LOG CABIN CHRONICLES

Climate change and voting reform

Posted 7.10.19
FRED RYAN

SHAWVILLE, QC | Real-media news seems focused on climate change, with a recent report of polling firm Abacus showing climate change as the number one concern in voters' minds across Canada. Climate change polled high even among committed Conservative voters.

We face two questions: how will the issue play out in the federal election coming within a few months? Will any winning government actually carry out its promises (as in voting reform, last election)?

Four parties with seats in Parliament have unveiled their climate change programs. Most of us wouldn't know this for sure, since Big Media has decided again to pretend there are only two parties running. Let's call them Party Tweedly-Dee and Party Tweedly-Dum, to avoid contentious feelings. So there's another problem in judging the climate change possibilities from our next government. (Rabble news has covered the four.)

Another kink is that the problem isn't climate change at all. It's climate catastrophe. Few political leaders admit this; perhaps they don't believe it, but then they've spent much of their careers not dealing with problems as much as spinning them in the interests of their parties.

Solar panel manufacturers or hydro producers don't have the resources to convince these parties of the real possibility of a climate catastrophe up ahead — not the resources of Big Oil and the auto industry.

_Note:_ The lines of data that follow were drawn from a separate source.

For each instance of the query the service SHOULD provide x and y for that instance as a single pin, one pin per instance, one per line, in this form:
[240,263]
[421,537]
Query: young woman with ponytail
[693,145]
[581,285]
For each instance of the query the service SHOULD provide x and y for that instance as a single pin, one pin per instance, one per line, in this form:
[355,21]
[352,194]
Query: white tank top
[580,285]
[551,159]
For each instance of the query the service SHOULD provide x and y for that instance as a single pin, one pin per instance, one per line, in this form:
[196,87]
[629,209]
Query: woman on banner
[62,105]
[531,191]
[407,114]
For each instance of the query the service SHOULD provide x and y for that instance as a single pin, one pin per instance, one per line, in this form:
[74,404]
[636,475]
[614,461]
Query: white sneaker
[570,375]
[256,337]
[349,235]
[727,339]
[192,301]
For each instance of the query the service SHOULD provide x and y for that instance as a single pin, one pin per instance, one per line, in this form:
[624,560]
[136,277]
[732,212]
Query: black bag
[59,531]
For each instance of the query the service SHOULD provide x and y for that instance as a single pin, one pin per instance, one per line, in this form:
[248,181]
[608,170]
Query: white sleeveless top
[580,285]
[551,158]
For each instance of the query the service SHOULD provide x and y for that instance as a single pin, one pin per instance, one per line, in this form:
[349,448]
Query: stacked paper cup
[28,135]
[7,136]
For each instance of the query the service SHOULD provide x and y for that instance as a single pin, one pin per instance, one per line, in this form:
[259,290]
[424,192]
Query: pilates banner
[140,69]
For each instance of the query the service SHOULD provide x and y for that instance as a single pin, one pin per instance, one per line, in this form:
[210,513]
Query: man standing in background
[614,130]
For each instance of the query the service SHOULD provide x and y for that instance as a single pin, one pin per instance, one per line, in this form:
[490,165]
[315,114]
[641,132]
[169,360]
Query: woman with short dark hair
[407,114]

Most of us, certainly me, don't have the resources to figure out for ourselves which climate proposals are the most likely to really help, and not merely help the friends of Tweedly-Dee and Tweedly-Dum. However, we each do have the capacity, eyesight and time to research out the climate proposals of each party. Finding expert and unbiased advice on specific proposals is a greater challenge, but advice does exist.

And for anyone who doesn't have the time for this website reviewing and fact-checking, there's a short cut. It is to consider who is backing each party – who do these parties traditionally favour with regulatory lenience, subsidies, and tax cuts? That will tell us the strength of any party's commitment on climate change/catastrophe in general terms.

Who has been favoured by each party: who has benefited from the cannabis legalization, from cutting various budgets and regulatory regimes (like those protecting endangered species or waterways)? Pick several, ask who has benefitted, and there's a strong hint of what we'll get from each party. Each has a constellation of supporting interests, but there are always a few industrial and social sectors which hold sway in each party.

There's the answer, perhaps enough for a vote, even without studying the details of each party's climate proposals. This'll suggest which party(s) are free, and brave enough, to grapple with climate catastrophe.

It would be wise to study the whole platform – not merely the ‘green’ section. The whole platform is where interests show (or hide) themselves. And, reality-check, remember those voting reform promises.